3. The method of claim 1, wherein the step of setting up depth information is performed by using size information of the object within the two-dimensional graphic image.

4. The method of claim 1, wherein the output command signal corresponds to an API (Application Programming Interface).

5. The method of claim 1, comprising:

grouping the objects into object groups; and

setting up depth information for each of the object groups.

6. The method of claim 1, further comprising:

measuring a viewing direction of a user; and

outputting the object at a stereoscopic degree being inclined toward the measured viewing direction of the user.

7. The method of claim 6, wherein the step of measuring a viewing direction of the user comprises:

measuring a position of the user, or measuring an inclination of an output device.

8. The method of claim 1, wherein, in the step of generating three-dimensional graphic content, based upon depth information of the object, a difference in a distance between the object of the left eye graphic image and the object of the right eye graphic image is set up.

9. An apparatus for playing three-dimensional graphic content, comprising:

An output unit configured to output three-dimensional graphic content, the three-dimensional graphic content consisting of a left eye graphic image and a right eye graphic image;

a signal processing unit configured to decode the three-dimensional graphic content; and

a controller configured to:

read two-dimensional graphic content consisting of a two-dimensional graphic image, the two-dimensional graphic image including at least one object,

receive an output command signal of the object,

set up depth information representing a stereoscopic degree of an object having received the output command signal, and

control the signal processing unit to generate the three-dimensional graphic content using the set depth information of the object,

wherein the controller increases depth information value of the object based upon a received order of the output command signal of the object.

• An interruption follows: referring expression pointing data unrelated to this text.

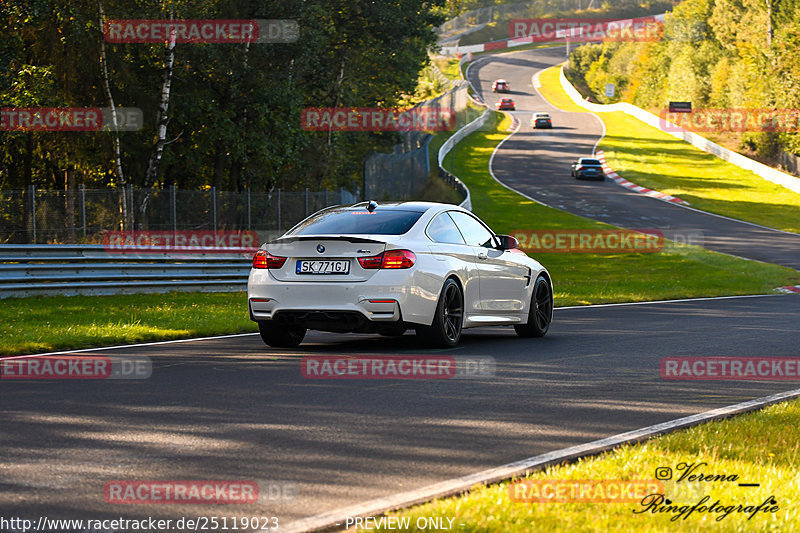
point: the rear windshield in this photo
(359, 222)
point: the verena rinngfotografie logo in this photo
(642, 29)
(730, 368)
(732, 120)
(22, 119)
(202, 31)
(377, 119)
(52, 367)
(589, 241)
(188, 241)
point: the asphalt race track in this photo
(537, 163)
(231, 409)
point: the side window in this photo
(443, 229)
(473, 231)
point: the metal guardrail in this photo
(46, 270)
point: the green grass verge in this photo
(43, 324)
(760, 447)
(656, 160)
(678, 271)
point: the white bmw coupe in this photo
(386, 268)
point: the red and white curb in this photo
(790, 289)
(619, 180)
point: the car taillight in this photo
(264, 259)
(390, 259)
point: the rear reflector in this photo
(264, 259)
(390, 259)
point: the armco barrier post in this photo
(248, 207)
(278, 210)
(83, 210)
(214, 207)
(174, 205)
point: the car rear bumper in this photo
(597, 177)
(387, 298)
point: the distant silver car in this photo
(588, 168)
(386, 268)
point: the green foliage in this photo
(234, 110)
(714, 53)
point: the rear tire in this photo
(540, 314)
(279, 336)
(445, 331)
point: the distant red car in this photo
(505, 104)
(500, 86)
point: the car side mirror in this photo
(507, 242)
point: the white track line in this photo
(453, 487)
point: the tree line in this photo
(215, 114)
(716, 54)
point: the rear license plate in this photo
(323, 267)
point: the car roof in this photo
(419, 207)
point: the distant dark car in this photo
(506, 104)
(585, 168)
(500, 86)
(541, 120)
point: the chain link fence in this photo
(404, 172)
(84, 215)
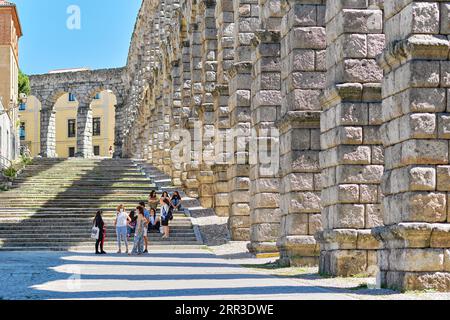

10. The apparatus of claim 9, wherein the controller sets up depth information of the object using position information of the object within the two-dimensional graphic image.

11. The apparatus of claim 9, wherein the controller sets up depth information of the object using size information of the object within the two-dimensional graphic image.

12. The apparatus of claim 9, wherein the output command signal corresponds to an API (Application Programming Interface).

13. The apparatus of claim 9, wherein the controller groups the objects into object groups, and sets up depth information for each of the object groups.

14. The apparatus of claim 9, further comprising:

a sensor unit configured to measure a position of the user, or to measure an inclination of the output unit.

15. The apparatus of claim 14, wherein the controller controls the sensor unit to measure a viewing direction of a user, and outputs the object at a stereoscopic degree being inclined toward the measured viewing direction of the user.

16. The apparatus of claim 9, wherein, based upon depth information of the object, the controller sets up a difference in a distance between the object of the left eye graphic image and the object of the right eye graphic image, so as to generate the 3D graphic content.